In [None]:
model_name = "DDM"
generating_parameterization = 'defer_speedup_time_scaling'
counter_parameterization = 'defer_speedup_value_scaling'
n_repetition = 2
i_dataset = 1

# Overview

This notebook assesses parameter recovery and model recovery of the intertemporal choice model for assessing time framing effects.

# Preliminaries

## Set libraries and random number generation seed

Set library trees

In [None]:
.libPaths(c("/Users/bramzandbelt/surfdrive/projects/BEWITCHING/itchmodel/packrat/lib/x86_64-apple-darwin13.4.0/3.3.3", 
            "/Users/bramzandbelt/surfdrive/projects/BEWITCHING/itchmodel/packrat/lib-ext",
            "/Users/bramzandbelt/surfdrive/projects/BEWITCHING/itchmodel/packrat/lib-R"))

Load itchmodel package

In [None]:
library(itchmodel)

Set state for __random number generation__. This ensures that results can be reproduced.

In [None]:
set.seed(19821101)

## Define some general variables

Make `magrittr`'s __pipe__ accessible from notebook. Pipes enable clear expression of a sequence of multiple operations.

In [None]:
"%>%" <- magrittr::`%>%`

Identify the __project directory__. All paths in the code are relative to it.

In [None]:
project_dir <- rprojroot::find_root(rprojroot::has_file("DESCRIPTION"))

Define the __name of the notebook__ (`notebook_name`). It is used to save notebook output to a notebook-specific directory.

In [None]:
notebook_name <- "parameter_and_model_recovery"

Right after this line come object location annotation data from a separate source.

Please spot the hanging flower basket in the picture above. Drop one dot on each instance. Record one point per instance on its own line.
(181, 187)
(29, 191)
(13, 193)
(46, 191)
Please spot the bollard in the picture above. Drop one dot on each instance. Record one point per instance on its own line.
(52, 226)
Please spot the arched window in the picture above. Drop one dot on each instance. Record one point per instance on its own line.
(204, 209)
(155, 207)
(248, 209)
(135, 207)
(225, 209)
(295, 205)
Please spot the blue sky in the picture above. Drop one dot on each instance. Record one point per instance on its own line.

Define some output directories and verify their existence. Optimization statistics obtained in this notebook will be written to a notebook-specific directory inside `optimizations_dir`. If directories do not exist, they are created.

In [None]:
optimizations_dir <- file.path(project_dir,"data","optimizations")
synthetic_data_dir <- file.path(project_dir,"data","simulations", "simulate_synthetic_data_for_parameter_and_model_recovery") 
itchmodel::verify_output_dirs(base_dirs = list(optimizations_dir),
                              notebook_name = notebook_name)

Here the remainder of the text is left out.